Клубнев тем временем схватился руками за голову и принялся раскачиваться из стороны в сторону как маятник.
— Господи, моя карьера… — внезапно простонал он. — Я только начал вставать на ноги. Настя, что ты натворила?
Он внезапно вырвал свою руку, которую держала Лариса, и бросился к выходу из кабинета. Лариса не стала его останавливать.
И в этот момент в ее кабинет вошел капитан Карташов в штатском.
— Ну что опять за спешка? — недовольно спросил он.
— Тихо, садись и смотри, — оборвала его Лариса, указывая на кресло. — Давай немного подождем. Она уже призналась, и все это записано на пленку. А сейчас, я думаю, развернется пьеса под названием «Отелло». В роли Дездемоны выступит Анастасия Горецкая, а в роли мавра — депутат городской думы Иван Клубнев.
— А дальше?
— А дальше появимся мы.
— Не возражаю…
Карташов пожал плечами и уставился на экран.
— Юра, выйди, пожалуйста, — прозвучал глухой голос Клубнева.
Он уже стоял на пороге кабинки для «конфиденциальных» разговоров. Горецкая, вздрогнув, уставилась на мужа так, как будто увидела привидение. Юра же, удивленно вскинув брови и усмехнувшись, встал.
— Извини, старик. Так получилось.
Он похлопал депутата по плечу и вышел из кабины.

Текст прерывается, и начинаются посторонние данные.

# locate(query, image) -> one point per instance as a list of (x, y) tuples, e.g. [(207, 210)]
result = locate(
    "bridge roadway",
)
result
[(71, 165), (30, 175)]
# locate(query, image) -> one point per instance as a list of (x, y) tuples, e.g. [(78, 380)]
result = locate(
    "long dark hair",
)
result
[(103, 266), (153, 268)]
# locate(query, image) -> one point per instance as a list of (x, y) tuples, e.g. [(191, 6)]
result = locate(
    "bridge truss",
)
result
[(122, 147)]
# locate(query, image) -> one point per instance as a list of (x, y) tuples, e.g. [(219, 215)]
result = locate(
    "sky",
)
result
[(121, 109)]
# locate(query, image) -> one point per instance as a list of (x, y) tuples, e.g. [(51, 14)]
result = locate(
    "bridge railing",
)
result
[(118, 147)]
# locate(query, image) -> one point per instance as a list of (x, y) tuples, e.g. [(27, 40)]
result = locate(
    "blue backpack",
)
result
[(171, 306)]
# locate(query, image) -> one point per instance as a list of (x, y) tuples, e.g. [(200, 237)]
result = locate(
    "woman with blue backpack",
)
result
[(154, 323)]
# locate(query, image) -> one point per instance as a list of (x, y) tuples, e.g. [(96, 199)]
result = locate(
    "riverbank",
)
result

Казалось, он был рад, что все закончилось именно так. Похоже, что признания Горецкой и ее приставания насчет Москвы ему самому были неприятны.
— Ты что, за мной следил? — вскочила Анастасия Николаевная со стула.
Ее глаза пылали праведным гневом.
— Делать мне больше нечего, — устало ответил Клубнев. — Сядь на место и перестань из себя опять кого-то изображать. Я не знаю всех твоих ролей и сейчас не оценю твоей игры.
Горецкая хмуро посмотрела на мужа и села.
— Ты всю жизнь играешь: сначала роль жены, потом матери. Я уверен, что и сейчас, с Юрием, ты пыталась играть роль любовницы, которую отвергли, — Клубнев поморщился. — Так себе, между прочим, сыграла. Иногда я уже и не могу отличить, где ты настоящая, а где нет. С кем ты спишь, мне все равно. Ты никогда не была монашкой, но сегодня я услышал о тебе такое!
— Что? Что ты услышал? — с ужасом спросила Горецкая. — Как ты мог что-либо слышать?
— Во всех ресторанах стоят камеры. И «Чайка» не исключение.
— Нас что, и сейчас видят и слышат? — с еще большим ужасом спросила Горецкая и привстала.
— Сейчас это уже не имеет значения. Так я все-таки не понял, в чем тебя обвиняют?
Горецкая смотрела на мужа широко раскрытыми глазами, не в силах вымолвить ни слова. Видимо, на нее большое впечатление произвело скоропалительное исчезновение Юрия и внезапное, как снег на голову, появление мужа.